On Tuesday, the Senate Banking Committee will hold hearings on the Wells Fargo fraud scandal, giving Sen. Elizabeth Warren, D-Mass., an opportunity to rip into the bank. But Americans deserve to see prosecutions, and lots of them—not political grandstanding.

Since 2011, thousands of Wells Fargo employees pursued compensation incentives by secretly opening millions of bank and credit card accounts using customer names and signatures without authorization. Debit cards and PINs were activated without consent. In some cases, employees conjured phony email addresses to enroll their victims in online-banking services. Some clients suffered major hits to their credit scores and may spend years repairing the damage.

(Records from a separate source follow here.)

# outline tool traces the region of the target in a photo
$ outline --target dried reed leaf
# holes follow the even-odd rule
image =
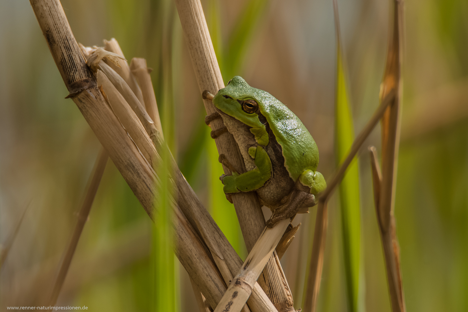
[[[156,167],[161,160],[136,114],[102,72],[98,70],[96,76],[98,86],[102,86],[105,93],[102,94],[104,98],[109,99],[109,105],[145,158],[153,168]]]
[[[107,58],[117,67],[120,67],[118,59],[125,59],[118,54],[106,51],[102,48],[98,48],[88,58],[86,64],[88,64],[90,68],[95,72],[99,68],[98,65],[99,61],[104,58]]]
[[[156,126],[161,133],[162,133],[162,126],[161,125],[161,119],[158,110],[158,104],[156,102],[154,90],[151,83],[151,77],[149,70],[146,67],[146,60],[140,58],[133,58],[130,63],[130,70],[137,79],[141,89],[143,102],[148,115],[156,124]]]
[[[371,159],[371,170],[372,172],[372,185],[374,191],[374,204],[377,213],[377,220],[380,222],[379,212],[379,201],[380,199],[380,184],[382,183],[382,173],[380,172],[377,151],[375,146],[369,146],[369,155]]]
[[[278,246],[276,247],[276,254],[278,255],[278,259],[280,260],[283,258],[283,256],[284,255],[285,253],[286,252],[286,250],[288,249],[289,245],[292,242],[292,239],[294,238],[294,234],[297,232],[297,230],[299,229],[300,225],[301,224],[300,223],[294,227],[289,229],[289,231],[286,229],[286,232],[283,234],[281,239],[279,240]]]
[[[116,54],[118,54],[124,58],[123,59],[121,58],[117,60],[119,63],[118,65],[115,65],[113,62],[106,62],[125,80],[125,82],[130,87],[132,91],[133,92],[138,100],[141,103],[143,103],[144,102],[144,99],[142,94],[141,90],[140,87],[139,87],[135,77],[130,71],[130,69],[128,66],[128,63],[127,62],[127,60],[125,59],[124,52],[122,52],[122,49],[120,48],[120,46],[119,45],[117,40],[115,38],[112,38],[110,40],[104,40],[104,49],[108,51],[113,52]],[[104,61],[105,61],[105,60],[104,60]]]
[[[285,219],[272,228],[265,227],[214,312],[239,312],[242,309],[250,296],[255,281],[263,271],[289,221],[289,219]]]

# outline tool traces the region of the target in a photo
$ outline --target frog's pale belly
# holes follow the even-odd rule
[[[250,127],[234,118],[220,112],[224,124],[227,131],[234,137],[244,159],[247,171],[254,169],[255,163],[249,154],[249,148],[258,145],[255,137],[250,131]],[[278,143],[274,135],[266,125],[269,134],[269,143],[264,146],[271,162],[271,177],[259,189],[256,190],[261,203],[274,210],[280,204],[280,202],[289,194],[294,187],[294,181],[289,176],[289,173],[285,167],[285,159],[281,147]]]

The fraud was so common that employees had a name for it: sandbagging. Wells Fargo fired 5,300 employees involved in the scandal and refunded $2.6 million in customer fees associated with the unauthorized accounts. These are necessary first steps, but far from sufficient. What occurred was large-scale criminal fraud, not simply “aggressive sales tactics.”

Unfortunately, government agencies have responded by demanding their piece of the action, not by prosecuting wrongdoers.

On Sept. 8, Wells Fargo was fined $100 million by the federal Consumer Financial Protection Bureau, $35 million by the Office of the Comptroller of the Currency, and $50 million by the city and county of Los Angeles. This $185 million amounts to three days of profit for the mega-bank.

But unless guilty people are held personally accountable for their criminal behavior, the wheels of justice will have yet to turn. Wells Fargo employees committed fraud, and it is law enforcement’s responsibility to bring them to justice.

Thousands broke the law because crooked businesspeople have little to fear. White-collar criminal convictions by the U.S. Department of Justice fell to a 20-year low in 2015. Past criminal activity by banks—Standard Chartered, HSBC, Barclays and Credit Suisse—resulted in fines, but not one individual spent a day in jail for those crimes. Fines were paid, shareholders took their hit, the government took its cut, but the guilty spent not one day in jail. The government has failed to protect Americans from fraudsters, and this pattern created a conducive environment for abuses at Wells Fargo.

Markets reacted quickly after the news broke, hammering the bank’s share price and pushing its market value below that of rival JPMorgan Chase. Now the government must do its job by punishing those who defrauded customers and investors, instead of simply taking a cut of the profits.

Wells Fargo CEO John Stumpf said he is ready to “share Wells Fargo’s story” at the Senate hearing. Perhaps it’s time for him to share a prison cell, too.

Americans deserve to see thorough investigations, indictments, convictions and real jail time for business criminals, not merely fines and political posturing. Wall Street fraud should be taken as seriously as Main Street theft. Justice demands that law enforcement step up and do its job to protect the innocent.